Interesting approach, thank you!
It would involve some joining in order to evaluate the respecting TextWidth, and I don’t know how to “split” an array (otherwise than adding word by word in a certain range to a new array), both of which will cost (too much?) time. I will have to try it out.

kevin_g · July 9, 2021, 2:54pm

You would have to concatenate the individual words together which does add an overhead but it is possibly a smaller overhead than TextWidth.

JensK · July 9, 2021, 3:18pm

I will consider that.
For now I got some bad infinite loops – I will better go on when I am less tired …

JensK · July 10, 2021, 12:21pm

Today I implemented the following method:

#Pragma DisableBackgroundTasks
#Pragma DisableBoundsChecking

Var tmp() As String = Text.Split(" ")
Var lim As Integer = tmp.LastIndex

Var tmpLines() As String
Var tmpString As String

Var wdth As Integer = G.Width
Var words As Integer = Floor(wdth / (6 * G.TextWidth("e"))) // an average German word is 6 letters long
Var wc As Integer

Var i As Integer = 0

While i < lim
  // reset current line and word counter
  tmpString = ""
  wc = 0
  // add the calculated average of words to the current line
  While wc < words And i < lim
    tmpString = tmpString + " " + tmp(i)
    wc = wc + 1
    i = i + 1
  Wend
  // add more words if there is room left
  While G.TextWidth(tmpString + " " + tmp(i)) < wdth And i < lim
    tmpString = tmpString + " " + tmp(i)
    i = i + 1
  Wend
  // add last word if at end
  If i = lim Then
    tmpString = tmpString + " " + tmp(i)
  End If
  // remove words if line got too long (just in case, it rarely happens)
  If G.TextWidth(tmpString) >= wdth Then
    While g.TextWidth(tmpString) >= wdth
      tmpString = tmpString.Left(tmpString.Length - tmpString.NthField(" ", tmpString.CountFields(" ")).Length)
      i = i - 1
    Wend
  End If
  // add current line to lines array
  tmpLines.Add(tmpString.Trim)
Wend

Lines = tmpLines

It wraps my example paragraph of a 1000 words in about 11 milliseconds, which is about 2 to 3 times faster than my initial method. There is still room for improvement, but that might be the way to go.

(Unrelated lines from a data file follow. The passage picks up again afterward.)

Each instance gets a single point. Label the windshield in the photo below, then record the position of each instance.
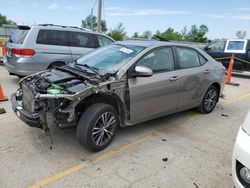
(18, 36)
(111, 58)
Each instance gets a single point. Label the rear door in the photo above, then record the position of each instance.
(81, 43)
(154, 96)
(216, 49)
(239, 48)
(193, 74)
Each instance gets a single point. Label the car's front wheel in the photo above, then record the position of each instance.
(209, 101)
(97, 126)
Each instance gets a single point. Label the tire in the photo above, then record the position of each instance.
(91, 131)
(56, 64)
(209, 101)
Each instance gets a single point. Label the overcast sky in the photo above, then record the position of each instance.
(223, 17)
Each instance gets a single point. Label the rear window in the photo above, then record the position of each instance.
(18, 36)
(80, 39)
(53, 37)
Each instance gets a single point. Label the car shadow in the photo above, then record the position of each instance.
(64, 141)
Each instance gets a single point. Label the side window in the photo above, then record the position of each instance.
(202, 60)
(80, 39)
(217, 46)
(236, 46)
(159, 60)
(52, 37)
(103, 41)
(188, 58)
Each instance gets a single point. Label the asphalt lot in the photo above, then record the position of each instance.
(187, 149)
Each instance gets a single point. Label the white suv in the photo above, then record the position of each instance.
(37, 48)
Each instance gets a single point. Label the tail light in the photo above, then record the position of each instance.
(224, 68)
(20, 52)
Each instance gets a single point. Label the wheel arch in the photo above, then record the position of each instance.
(218, 87)
(111, 99)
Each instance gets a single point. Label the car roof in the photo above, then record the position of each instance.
(69, 28)
(152, 43)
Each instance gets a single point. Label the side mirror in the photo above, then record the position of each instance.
(207, 48)
(141, 71)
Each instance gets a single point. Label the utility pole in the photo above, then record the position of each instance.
(99, 19)
(92, 25)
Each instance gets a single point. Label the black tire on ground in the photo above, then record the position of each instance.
(209, 101)
(97, 126)
(56, 64)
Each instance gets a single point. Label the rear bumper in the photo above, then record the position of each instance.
(24, 66)
(16, 69)
(31, 119)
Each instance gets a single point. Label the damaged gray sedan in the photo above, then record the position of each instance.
(120, 85)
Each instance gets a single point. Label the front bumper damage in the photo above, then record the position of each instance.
(31, 119)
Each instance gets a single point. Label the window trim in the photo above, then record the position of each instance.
(243, 51)
(189, 48)
(55, 31)
(132, 68)
(224, 46)
(97, 40)
(200, 55)
(93, 37)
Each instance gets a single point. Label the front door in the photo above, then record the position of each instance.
(194, 74)
(154, 96)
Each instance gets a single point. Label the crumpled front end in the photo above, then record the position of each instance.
(50, 98)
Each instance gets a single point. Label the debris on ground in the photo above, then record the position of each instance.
(165, 159)
(223, 96)
(2, 111)
(196, 186)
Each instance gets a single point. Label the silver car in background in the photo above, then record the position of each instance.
(37, 48)
(120, 85)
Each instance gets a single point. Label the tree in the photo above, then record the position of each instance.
(90, 22)
(118, 33)
(146, 34)
(5, 21)
(135, 35)
(171, 34)
(197, 34)
(184, 32)
(158, 33)
(241, 34)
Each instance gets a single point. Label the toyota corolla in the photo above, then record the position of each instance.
(120, 85)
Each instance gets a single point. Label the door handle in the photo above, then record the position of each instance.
(174, 78)
(206, 71)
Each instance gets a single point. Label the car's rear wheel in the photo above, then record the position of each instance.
(97, 126)
(209, 101)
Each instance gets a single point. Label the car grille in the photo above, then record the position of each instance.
(28, 99)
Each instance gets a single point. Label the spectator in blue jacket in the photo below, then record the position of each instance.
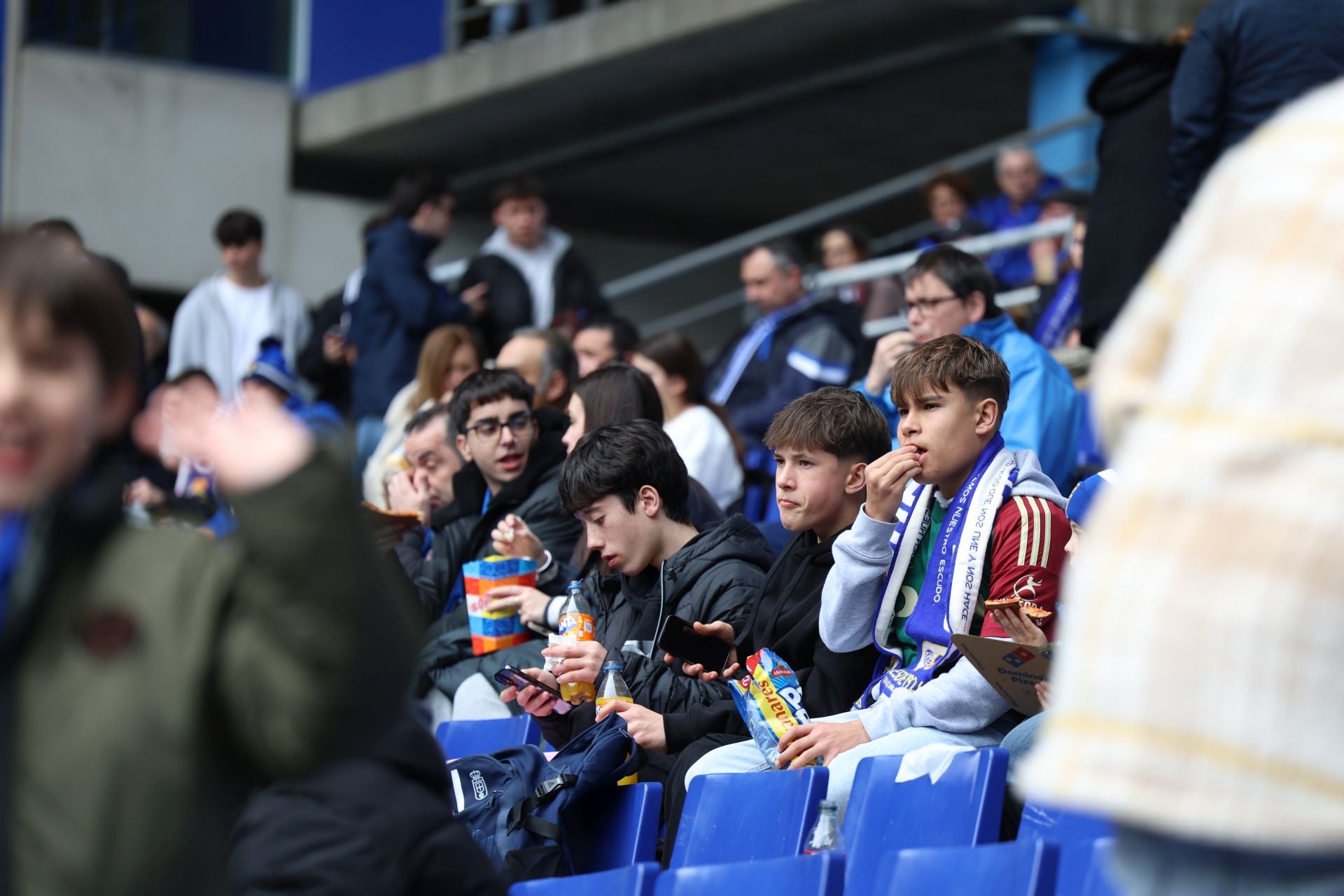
(1018, 174)
(799, 344)
(398, 304)
(1246, 59)
(951, 292)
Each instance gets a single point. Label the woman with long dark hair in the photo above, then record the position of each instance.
(699, 429)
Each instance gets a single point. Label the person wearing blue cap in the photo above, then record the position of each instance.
(269, 381)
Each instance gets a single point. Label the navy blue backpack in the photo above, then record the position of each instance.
(517, 802)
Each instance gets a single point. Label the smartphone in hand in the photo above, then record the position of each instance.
(519, 679)
(685, 643)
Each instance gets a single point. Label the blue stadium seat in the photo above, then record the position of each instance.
(1022, 868)
(1073, 832)
(819, 875)
(622, 832)
(962, 809)
(737, 818)
(632, 880)
(1100, 880)
(460, 739)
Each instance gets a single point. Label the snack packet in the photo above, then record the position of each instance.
(491, 629)
(771, 700)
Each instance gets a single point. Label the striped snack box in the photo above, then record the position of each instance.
(495, 630)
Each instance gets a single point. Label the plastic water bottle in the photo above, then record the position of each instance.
(825, 834)
(613, 688)
(577, 625)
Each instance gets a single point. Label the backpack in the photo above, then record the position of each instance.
(517, 802)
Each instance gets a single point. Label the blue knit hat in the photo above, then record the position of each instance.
(1086, 492)
(270, 367)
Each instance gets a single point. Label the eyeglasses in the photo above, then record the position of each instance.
(491, 429)
(926, 305)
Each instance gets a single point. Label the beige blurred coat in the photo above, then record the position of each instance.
(1200, 685)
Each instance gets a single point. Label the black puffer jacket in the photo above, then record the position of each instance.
(717, 575)
(379, 824)
(784, 618)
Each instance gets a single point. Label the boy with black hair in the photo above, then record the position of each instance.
(150, 675)
(952, 292)
(629, 488)
(225, 318)
(952, 519)
(531, 270)
(514, 458)
(823, 444)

When resizing the Canvas, re-wrapping looks very smooth, until the application finally shows the beach ball and doesn’t react anymore. That is the next problem I have to look at …

Carsten_Belling · July 10, 2021, 8:43pm

Three tips from my experience:

Before doing something with “words”, check if the paragraph fits in a line: if g.TextWidth (paragraph) > g.Width then <do wrapping> else <you have a line that needs no wrapping>
Don’t concatenate strings, use arrays and string.FromArray() instead.
And if your code passes all test add
#pragma BoundsChecking false #pragma StackOverflowChecking false #pragma NilObjectChecking false

JensK · July 11, 2021, 8:19am

I will give it a try, thank you! Though I don’t think it will make much difference because if a paragraph fits in a line my outer while loop will exit after the first iteration which will take very little time.
I tried that out but actually it took more time; I think I will have to reconsider my implementation of that approach but I have it in mind.
Not much difference here (about 5 percent perfomance gain).